Screened Porch Construction and Building Process
Constructing a new screened porch involves careful planning and skilled work. Here are the typical steps:
Planning and Permits
Have a qualified contractor draw up plans for your screened porch, making sure to adhere to local building codes. Acquire the proper permits before starting work.
Foundation and Framing
The foundation must be solid and reinforced to support the weight of the structure. Pressure-treated wood is commonly used for framing the walls, roof, and screening.
Rooftop options include asphalt shingles in different styles, metal, and translucent panels. Proper overhangs will help with weather protection and shade.
Durable and tightly woven screening material is secured into framing built around the porch perimeter. Doors and windows can be integrated as needed.
This includes lighting fixtures, ceiling fans, flooring materials, and electrical wiring for outlets. Consider how you want to decorate the space.
Costs and Timeline
Depending on the size and materials, screened porches can range from $6,000 to $25,000 or more. Typical construction takes 2-4 weeks, longer for more complex projects.
Maintaining and Caring for a Screened Porch
While screened porches require less maintenance than open patios, they still need regular care and inspection. Here are some top tips:
- Check screening for tears or gaps and repair as needed.
- Keep roof and gutters clear of debris to prevent water damage.
- Look for signs the foundation is settling like cracks or sloping.
- Sweep and hose down porch floors to remove dirt and leaves.
- Remove furnishings during severe storms to prevent damage.
- Re-coat wood floors every 1-2 years to protect from weathering.

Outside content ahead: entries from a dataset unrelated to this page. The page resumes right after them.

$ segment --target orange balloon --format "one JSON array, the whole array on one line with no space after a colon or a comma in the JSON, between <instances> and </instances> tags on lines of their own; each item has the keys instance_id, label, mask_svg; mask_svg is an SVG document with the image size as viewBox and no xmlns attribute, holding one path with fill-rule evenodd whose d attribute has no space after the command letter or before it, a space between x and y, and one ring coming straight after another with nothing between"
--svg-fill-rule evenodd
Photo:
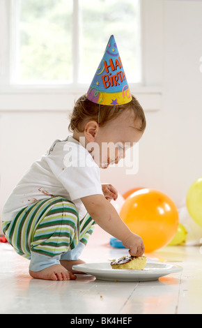
<instances>
[{"instance_id":1,"label":"orange balloon","mask_svg":"<svg viewBox=\"0 0 202 328\"><path fill-rule=\"evenodd\" d=\"M126 191L123 195L123 197L126 200L131 194L133 193L135 193L135 191L139 191L140 189L143 189L143 187L138 187L138 188L134 188L133 189L130 189L128 191Z\"/></svg>"},{"instance_id":2,"label":"orange balloon","mask_svg":"<svg viewBox=\"0 0 202 328\"><path fill-rule=\"evenodd\" d=\"M153 189L143 188L130 195L120 216L132 232L141 237L146 253L167 245L179 224L175 203L166 195Z\"/></svg>"}]
</instances>

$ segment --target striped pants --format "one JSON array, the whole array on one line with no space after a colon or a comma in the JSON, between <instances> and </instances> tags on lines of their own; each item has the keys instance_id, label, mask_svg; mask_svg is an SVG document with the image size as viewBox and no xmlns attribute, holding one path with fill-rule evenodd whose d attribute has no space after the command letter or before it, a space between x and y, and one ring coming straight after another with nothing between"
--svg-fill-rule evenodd
<instances>
[{"instance_id":1,"label":"striped pants","mask_svg":"<svg viewBox=\"0 0 202 328\"><path fill-rule=\"evenodd\" d=\"M60 196L32 204L13 221L2 223L7 240L29 260L31 254L47 258L70 253L79 244L87 244L95 225L88 214L79 221L75 205Z\"/></svg>"}]
</instances>

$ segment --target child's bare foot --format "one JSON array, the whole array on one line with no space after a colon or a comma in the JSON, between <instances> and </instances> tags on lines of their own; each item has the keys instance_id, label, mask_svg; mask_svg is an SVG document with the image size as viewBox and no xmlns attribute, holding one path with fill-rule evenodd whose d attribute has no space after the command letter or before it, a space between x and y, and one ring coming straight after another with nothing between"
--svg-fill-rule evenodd
<instances>
[{"instance_id":1,"label":"child's bare foot","mask_svg":"<svg viewBox=\"0 0 202 328\"><path fill-rule=\"evenodd\" d=\"M54 264L43 270L34 271L29 270L31 277L37 279L44 280L71 280L76 279L77 276L72 272L69 272L61 264Z\"/></svg>"},{"instance_id":2,"label":"child's bare foot","mask_svg":"<svg viewBox=\"0 0 202 328\"><path fill-rule=\"evenodd\" d=\"M82 260L60 260L61 264L68 271L74 273L74 274L82 274L82 272L77 271L75 270L72 270L72 265L77 265L77 264L82 264L83 263L85 263L84 261Z\"/></svg>"}]
</instances>

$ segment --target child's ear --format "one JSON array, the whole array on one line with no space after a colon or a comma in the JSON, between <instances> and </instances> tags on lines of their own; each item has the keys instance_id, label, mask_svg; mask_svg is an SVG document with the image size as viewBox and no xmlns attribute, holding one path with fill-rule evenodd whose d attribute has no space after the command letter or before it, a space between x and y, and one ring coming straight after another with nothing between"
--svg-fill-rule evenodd
<instances>
[{"instance_id":1,"label":"child's ear","mask_svg":"<svg viewBox=\"0 0 202 328\"><path fill-rule=\"evenodd\" d=\"M84 128L85 137L89 142L95 141L96 135L98 131L98 124L95 121L90 121L86 123Z\"/></svg>"}]
</instances>

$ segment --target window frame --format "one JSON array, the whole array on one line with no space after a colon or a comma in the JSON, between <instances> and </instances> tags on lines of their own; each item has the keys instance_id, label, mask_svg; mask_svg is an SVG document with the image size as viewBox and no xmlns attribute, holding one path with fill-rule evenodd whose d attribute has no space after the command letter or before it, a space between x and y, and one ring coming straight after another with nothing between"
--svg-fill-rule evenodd
<instances>
[{"instance_id":1,"label":"window frame","mask_svg":"<svg viewBox=\"0 0 202 328\"><path fill-rule=\"evenodd\" d=\"M145 110L159 110L161 108L163 3L159 0L140 1L142 82L130 84L130 87ZM73 3L73 24L77 28L72 29L72 37L77 42L73 43L72 48L75 68L72 83L15 84L10 84L10 73L14 69L13 54L17 55L17 45L13 43L16 0L0 0L0 21L3 22L3 28L0 29L0 44L2 45L1 50L0 49L0 111L68 111L72 110L75 100L86 92L88 85L76 83L78 77L76 65L79 47L78 0L74 0Z\"/></svg>"}]
</instances>

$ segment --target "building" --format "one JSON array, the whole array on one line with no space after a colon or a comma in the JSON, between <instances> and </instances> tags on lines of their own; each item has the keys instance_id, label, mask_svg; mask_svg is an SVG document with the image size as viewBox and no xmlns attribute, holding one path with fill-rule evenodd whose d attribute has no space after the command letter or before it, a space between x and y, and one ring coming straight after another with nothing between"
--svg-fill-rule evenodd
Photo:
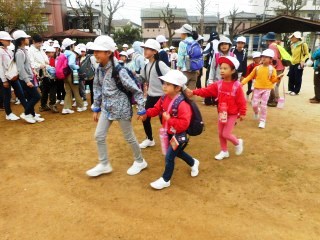
<instances>
[{"instance_id":1,"label":"building","mask_svg":"<svg viewBox=\"0 0 320 240\"><path fill-rule=\"evenodd\" d=\"M145 41L149 38L156 38L158 35L169 37L169 32L165 22L162 19L162 11L165 8L145 8L141 9L142 38ZM178 29L183 24L188 23L187 11L184 8L172 8L172 14L175 16L172 29ZM173 42L180 40L179 34L173 36Z\"/></svg>"},{"instance_id":2,"label":"building","mask_svg":"<svg viewBox=\"0 0 320 240\"><path fill-rule=\"evenodd\" d=\"M47 28L46 34L64 31L67 26L66 0L42 0L42 6L43 23Z\"/></svg>"},{"instance_id":3,"label":"building","mask_svg":"<svg viewBox=\"0 0 320 240\"><path fill-rule=\"evenodd\" d=\"M112 28L114 31L121 30L124 26L131 25L133 28L141 28L141 26L137 23L130 21L130 19L115 19L112 20Z\"/></svg>"},{"instance_id":4,"label":"building","mask_svg":"<svg viewBox=\"0 0 320 240\"><path fill-rule=\"evenodd\" d=\"M188 16L188 23L200 33L201 16ZM204 33L203 37L209 38L210 33L218 31L219 19L217 16L204 16Z\"/></svg>"}]
</instances>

Inspiring Screened Porch Design Ideas
Screened porches can take on many different looks depending on your vision. Here are a few gorgeous styles and concepts:
Coastal Screened Porch
The breezy feel of waterfront living translates beautifully to a coastal screened porch. Whitewashed wood, airy ceilings, and navy accents evoke lazy days at the shore.
Modern Screened Porch
Clean lines, dramatic black framing, and sleek furniture give this screened porch a hip, contemporary vibe. It seamlessly extends the interior modern design.
Rustic Screened Porch
Rough-sawn cedar logs support the rustic screened porch’s wood-shake roof. Twig furniture, woven rugs, and antler chandeliers complete the earthy look.
Farmhouse Screened Porch
Vintage-inspired wicker furniture, faded rugs, and distressed painted ceilings make this screened porch feel cozy and timeworn. Perfect for a farmhouse style home.

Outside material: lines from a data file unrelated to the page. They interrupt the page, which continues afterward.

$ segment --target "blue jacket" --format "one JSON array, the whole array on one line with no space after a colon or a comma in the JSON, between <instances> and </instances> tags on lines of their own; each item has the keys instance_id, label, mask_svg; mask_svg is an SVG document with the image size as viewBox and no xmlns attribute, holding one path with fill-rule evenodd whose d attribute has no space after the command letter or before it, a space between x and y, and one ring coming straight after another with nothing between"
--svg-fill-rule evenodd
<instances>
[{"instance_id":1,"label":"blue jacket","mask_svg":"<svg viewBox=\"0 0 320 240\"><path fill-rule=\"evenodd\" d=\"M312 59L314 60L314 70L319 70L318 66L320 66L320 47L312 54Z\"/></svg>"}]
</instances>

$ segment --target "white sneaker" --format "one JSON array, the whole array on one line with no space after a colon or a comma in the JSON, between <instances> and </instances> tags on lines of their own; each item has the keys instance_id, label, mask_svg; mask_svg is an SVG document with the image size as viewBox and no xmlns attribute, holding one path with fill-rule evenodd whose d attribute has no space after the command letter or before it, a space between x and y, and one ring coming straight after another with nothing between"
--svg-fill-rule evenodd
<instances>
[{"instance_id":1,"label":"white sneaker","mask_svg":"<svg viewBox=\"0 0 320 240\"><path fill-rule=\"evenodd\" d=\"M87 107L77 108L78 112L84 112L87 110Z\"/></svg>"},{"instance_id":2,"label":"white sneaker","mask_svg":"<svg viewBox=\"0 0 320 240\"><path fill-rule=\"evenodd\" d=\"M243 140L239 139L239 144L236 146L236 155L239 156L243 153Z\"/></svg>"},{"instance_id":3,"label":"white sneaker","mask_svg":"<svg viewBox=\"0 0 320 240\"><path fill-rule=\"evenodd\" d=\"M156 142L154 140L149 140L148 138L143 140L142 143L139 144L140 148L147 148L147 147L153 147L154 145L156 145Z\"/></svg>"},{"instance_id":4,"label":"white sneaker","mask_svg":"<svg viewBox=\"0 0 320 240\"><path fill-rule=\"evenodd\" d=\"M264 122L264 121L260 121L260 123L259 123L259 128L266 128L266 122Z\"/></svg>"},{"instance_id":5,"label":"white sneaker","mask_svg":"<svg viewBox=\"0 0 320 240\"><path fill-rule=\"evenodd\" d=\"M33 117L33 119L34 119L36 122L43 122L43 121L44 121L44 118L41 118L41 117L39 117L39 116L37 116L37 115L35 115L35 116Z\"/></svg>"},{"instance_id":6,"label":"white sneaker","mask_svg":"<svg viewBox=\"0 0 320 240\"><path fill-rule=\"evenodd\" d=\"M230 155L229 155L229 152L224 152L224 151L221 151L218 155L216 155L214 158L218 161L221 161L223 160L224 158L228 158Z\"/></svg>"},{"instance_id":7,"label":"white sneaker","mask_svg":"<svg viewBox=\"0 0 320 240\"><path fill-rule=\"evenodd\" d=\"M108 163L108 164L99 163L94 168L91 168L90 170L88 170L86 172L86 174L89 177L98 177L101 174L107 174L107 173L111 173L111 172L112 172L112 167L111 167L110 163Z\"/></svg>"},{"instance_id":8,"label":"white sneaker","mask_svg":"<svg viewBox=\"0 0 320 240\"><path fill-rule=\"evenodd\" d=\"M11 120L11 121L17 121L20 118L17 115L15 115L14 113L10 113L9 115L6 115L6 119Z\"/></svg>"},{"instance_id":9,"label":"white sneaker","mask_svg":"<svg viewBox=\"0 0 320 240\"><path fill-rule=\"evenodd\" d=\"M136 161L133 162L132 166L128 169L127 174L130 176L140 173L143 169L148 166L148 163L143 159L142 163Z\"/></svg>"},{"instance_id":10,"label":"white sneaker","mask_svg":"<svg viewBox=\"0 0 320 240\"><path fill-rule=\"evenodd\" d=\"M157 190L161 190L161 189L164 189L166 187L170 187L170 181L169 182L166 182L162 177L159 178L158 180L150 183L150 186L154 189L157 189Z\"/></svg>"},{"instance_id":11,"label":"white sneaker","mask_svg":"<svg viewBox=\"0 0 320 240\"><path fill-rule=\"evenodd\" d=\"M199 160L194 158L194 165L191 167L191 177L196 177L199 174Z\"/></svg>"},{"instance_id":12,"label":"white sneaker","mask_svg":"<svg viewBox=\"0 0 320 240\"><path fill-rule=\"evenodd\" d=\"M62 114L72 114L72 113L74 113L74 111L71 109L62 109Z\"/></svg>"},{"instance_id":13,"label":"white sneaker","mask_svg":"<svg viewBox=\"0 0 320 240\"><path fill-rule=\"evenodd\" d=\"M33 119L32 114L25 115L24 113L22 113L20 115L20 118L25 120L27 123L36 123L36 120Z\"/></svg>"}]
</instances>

Adding a screened in front porch can provide wonderful extra living space and appeal for your home. With the right planning, placement, and design, it can become a highly used and loved part of your home. The construction process requires professional skills, but the finished result is well worth the investment. Pay attention to regular maintenance so you can enjoy your screened porch for years to come. We hope this guide gives you a great starting point for envisioning the ideal screened porch for your needs.